Introduction

Hepatocellular carcinoma (HCC) is one of the most common malignancies in the world and has high morbidity and mortality. In recent years, the incidence of HCC has continued to rise, especially in developing countries. Furthermore, the prognosis of HCC patients is still not optimistic, with a 5-year survival rate of less than 20%. Nowadays, surgical resection is the preferred treatment for most HCC patients. However, postoperative recurrence is the main factor that affects HCC prognosis.1,2 Currently, monitoring HCC recurrence mainly relies on ultrasonography, computed tomography (CT) examination, and serum alpha-fetoprotein (AFP) levels.3 However, these conventional monitoring methods cannot detect early recurrence in most cases. Therefore, it is crucial to identify sensitive biomarkers for the early diagnosis of HCC recurrence, which will facilitate the early detection of HCC recurrence and timely interventions to improve survival.

In 1896, Ashworth, an Australian researcher, found a type of cells that was very similar to tumor cells in the blood of a patient with a metastatic tumor, and he proposed the concept of circulating tumor cells (CTCs).4 Tumor recurrence and metastasis are very complex processes, which are usually considered to require CTC migration from the primary tumor focus into the peripheral blood.5 In addition, because peripheral CTC detection is a simple, reproducible, and minimally invasive procedure, CTCs have been actively studied over the last few decades for their functions in tumor diagnosis, recurrence, and metastasis.6,7,8,9 However, studies on the relationship between CTC subtypes and tumor recurrence have rarely been reported. In this study, peripheral CTC subtypes were examined in patients with HCC, and their relationship with HCC recurrence was analyzed.
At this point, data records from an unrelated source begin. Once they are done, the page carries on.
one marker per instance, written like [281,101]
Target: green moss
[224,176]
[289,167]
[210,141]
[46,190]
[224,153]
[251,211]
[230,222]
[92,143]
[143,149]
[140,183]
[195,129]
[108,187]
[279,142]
The clinical value of detecting each subtype of CTCs for early prediction of HCC recurrence was also investigated.

Materials and Methods

Patient Selection

Sixty-two hepatocellular carcinoma patients (58 males and 4 females 30–79 years old, with a median age of 55) who underwent radical resection at Zhujiang Hospital of Southern Medical University from March 2014 to March 2016 were enrolled in this prospective study. The inclusion criteria were as follows: (1) patients who underwent pathological specimen examination and had a definite pathological diagnosis of liver cancer according to the criteria set by the World Health Organization; (2) patients who underwent radical resection by an experienced physician, with no residual lesions at the margins of the excision site as confirmed via postoperative pathology examination; (3) patients who had not been treated with other anti-tumor therapies before the radical resection; and (4) patients who had no extrahepatic metastasis confirmed by preoperative imaging. Tumor stage was determined according to the Barcelona Clinic Liver Cancer (BCLC) staging classification, and the degree of tumor differentiation was defined according to the Edmondson-Steiner grading system.

Follow-Up and Recurrence

The patients entered the clinical follow-up period to monitor for recurrence after their peripheral blood samples were collected postoperatively (3–35 days after the surgery, with a median of 18 days). The patients underwent various follow-up examinations and treatments after surgery according to routine clinical schedules. Recurrence was defined as intrahepatic recurrence and extrahepatic metastasis from a comprehensive diagnosis based on imaging results from computed tomography (CT), magnetic resonance imaging (MRI), and digital subtraction angiography (DSA), or positron emission tomography (PET)-CT and serum AFP level and other examinations, with or without pathological diagnosis. Evidence of recurrence was considered as the end point. Time to recurrence (TTR) was defined as the time interval between resection and the diagnosis of recurrence. Recurrence within 6 months after the surgery was defined as ER. Patients with no recurrence were followed up to September 30, 2016.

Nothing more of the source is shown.